Orientado por Murillo Albuquerque Regina, pioneiro no desenvolvimento da vitivinicultura na região e criador da técnica dupla poda, começou a implantar seus vinhedos na fazenda Capetinga no município de Boa Esperança, no sul de Minas Gerais, construindo posteriormente a cantina na cidade de Caldas, próxima a Poços de Caldas, na mesma região.
Hoje com 21 hectares de vinhedos implantados Nogueira colheu no ano passado 50 mil kg de uvas, quantidade parecida com a da safra anterior, mas com qualidade cada vez melhor. A quantidade de vinhos produzidos em 2022 também será semelhante à safra anterior, aproximadamente 35 mil garrafas de vinhos tranquilos, tintos e brancos.
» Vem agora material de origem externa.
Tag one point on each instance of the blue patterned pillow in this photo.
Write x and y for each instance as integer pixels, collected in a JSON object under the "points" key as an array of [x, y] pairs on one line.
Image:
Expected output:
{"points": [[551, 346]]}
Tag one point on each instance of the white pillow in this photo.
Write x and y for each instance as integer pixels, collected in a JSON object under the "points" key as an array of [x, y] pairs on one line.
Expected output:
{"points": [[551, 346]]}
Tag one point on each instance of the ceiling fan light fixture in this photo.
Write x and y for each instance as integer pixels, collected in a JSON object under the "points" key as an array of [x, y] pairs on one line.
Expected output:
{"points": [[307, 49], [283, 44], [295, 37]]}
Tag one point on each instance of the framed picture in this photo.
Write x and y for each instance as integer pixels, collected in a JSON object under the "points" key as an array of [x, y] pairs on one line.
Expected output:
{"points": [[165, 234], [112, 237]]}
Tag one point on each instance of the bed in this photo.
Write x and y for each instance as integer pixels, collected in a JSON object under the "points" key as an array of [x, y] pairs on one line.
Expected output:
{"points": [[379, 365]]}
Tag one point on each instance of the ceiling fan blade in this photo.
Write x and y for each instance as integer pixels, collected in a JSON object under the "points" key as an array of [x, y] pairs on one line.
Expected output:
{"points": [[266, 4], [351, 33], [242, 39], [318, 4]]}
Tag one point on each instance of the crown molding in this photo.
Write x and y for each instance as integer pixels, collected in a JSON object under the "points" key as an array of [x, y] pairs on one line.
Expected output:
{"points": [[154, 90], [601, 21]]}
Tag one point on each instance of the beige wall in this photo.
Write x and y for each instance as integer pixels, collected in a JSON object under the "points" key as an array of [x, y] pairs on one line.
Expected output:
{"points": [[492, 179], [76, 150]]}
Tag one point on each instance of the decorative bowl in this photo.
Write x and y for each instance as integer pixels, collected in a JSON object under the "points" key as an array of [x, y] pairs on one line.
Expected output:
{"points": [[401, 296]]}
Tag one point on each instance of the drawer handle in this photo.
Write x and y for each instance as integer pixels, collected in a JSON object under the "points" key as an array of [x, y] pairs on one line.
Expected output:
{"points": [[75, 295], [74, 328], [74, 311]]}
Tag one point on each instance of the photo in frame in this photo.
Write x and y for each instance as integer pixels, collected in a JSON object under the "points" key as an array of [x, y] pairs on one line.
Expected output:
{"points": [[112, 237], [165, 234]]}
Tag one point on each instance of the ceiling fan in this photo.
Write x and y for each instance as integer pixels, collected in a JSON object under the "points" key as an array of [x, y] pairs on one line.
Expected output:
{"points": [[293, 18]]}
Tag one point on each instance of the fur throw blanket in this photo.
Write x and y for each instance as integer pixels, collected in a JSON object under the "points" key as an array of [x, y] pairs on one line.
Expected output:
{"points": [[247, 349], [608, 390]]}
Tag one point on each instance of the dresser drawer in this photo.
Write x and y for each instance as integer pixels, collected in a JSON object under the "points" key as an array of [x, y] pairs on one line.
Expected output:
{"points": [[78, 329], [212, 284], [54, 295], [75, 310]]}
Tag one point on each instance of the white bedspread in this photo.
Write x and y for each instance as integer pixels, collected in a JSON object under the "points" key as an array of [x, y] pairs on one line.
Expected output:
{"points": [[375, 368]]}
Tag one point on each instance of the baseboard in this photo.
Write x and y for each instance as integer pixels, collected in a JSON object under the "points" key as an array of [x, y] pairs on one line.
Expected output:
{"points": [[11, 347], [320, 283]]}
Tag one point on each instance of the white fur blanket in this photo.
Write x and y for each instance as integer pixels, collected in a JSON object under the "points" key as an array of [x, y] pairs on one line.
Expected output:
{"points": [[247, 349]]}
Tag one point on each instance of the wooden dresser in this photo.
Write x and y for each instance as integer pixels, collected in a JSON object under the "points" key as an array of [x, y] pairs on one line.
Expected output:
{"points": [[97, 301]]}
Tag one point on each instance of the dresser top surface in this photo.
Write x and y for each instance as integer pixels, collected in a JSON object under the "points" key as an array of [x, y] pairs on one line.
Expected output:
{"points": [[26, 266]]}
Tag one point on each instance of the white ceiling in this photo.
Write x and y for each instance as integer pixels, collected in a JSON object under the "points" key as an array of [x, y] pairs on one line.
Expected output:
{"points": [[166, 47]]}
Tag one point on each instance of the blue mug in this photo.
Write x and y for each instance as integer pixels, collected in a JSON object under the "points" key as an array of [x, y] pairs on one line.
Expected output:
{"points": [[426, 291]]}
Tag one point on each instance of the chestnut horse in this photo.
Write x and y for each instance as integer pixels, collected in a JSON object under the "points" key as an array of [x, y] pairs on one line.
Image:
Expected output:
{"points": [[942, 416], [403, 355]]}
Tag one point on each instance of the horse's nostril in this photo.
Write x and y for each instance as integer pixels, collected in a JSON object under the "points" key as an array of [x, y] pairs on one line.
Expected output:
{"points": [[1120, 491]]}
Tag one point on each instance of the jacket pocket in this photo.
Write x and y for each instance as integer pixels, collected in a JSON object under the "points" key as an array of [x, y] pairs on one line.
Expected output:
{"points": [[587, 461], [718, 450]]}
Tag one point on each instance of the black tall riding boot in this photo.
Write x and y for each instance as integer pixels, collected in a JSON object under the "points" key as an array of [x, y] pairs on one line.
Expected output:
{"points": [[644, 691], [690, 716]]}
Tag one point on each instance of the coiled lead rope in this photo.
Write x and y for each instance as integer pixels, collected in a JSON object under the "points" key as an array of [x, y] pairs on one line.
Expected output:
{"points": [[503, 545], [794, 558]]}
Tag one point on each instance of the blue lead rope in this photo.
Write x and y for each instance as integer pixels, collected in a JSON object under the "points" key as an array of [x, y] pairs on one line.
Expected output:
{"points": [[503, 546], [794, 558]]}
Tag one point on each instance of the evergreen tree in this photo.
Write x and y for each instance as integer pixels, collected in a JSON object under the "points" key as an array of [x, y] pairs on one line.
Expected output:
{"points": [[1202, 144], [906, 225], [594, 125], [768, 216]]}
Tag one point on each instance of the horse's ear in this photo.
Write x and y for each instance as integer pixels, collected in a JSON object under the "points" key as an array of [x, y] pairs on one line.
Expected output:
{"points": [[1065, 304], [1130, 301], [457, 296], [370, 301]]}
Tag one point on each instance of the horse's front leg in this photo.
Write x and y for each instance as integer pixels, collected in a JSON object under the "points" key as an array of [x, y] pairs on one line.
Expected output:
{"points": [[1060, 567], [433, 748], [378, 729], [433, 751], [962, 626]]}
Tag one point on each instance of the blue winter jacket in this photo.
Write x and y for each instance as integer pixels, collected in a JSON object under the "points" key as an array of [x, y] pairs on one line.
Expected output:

Sobre as características de seus vinhos o vitivinicultor destaca o equilíbrio entre frescor e acidez e uma boa complexidade dos rótulos brancos, enquanto os tintos têm se mostrado mais intensos e estruturados, evoluindo muito bem em garrafa para perfis elegantes com taninos finos e boa complexidade.
Escolher as variedades de uvas para formar um vinhedo não depende apenas da vontade do vitivinicultor, depende também da resposta do terroir. No caso da Maria Maria, Nogueira escolheu Syrah, Sauvignon Blanc, Cabernet Sauvignon e Chardonnay, porém, as duas últimas, por motivos distintos, não tiveram boa adaptação. “Decidimos manter apenas a Syrah e a Sauvignon Blanc que têm ótimos resultados”.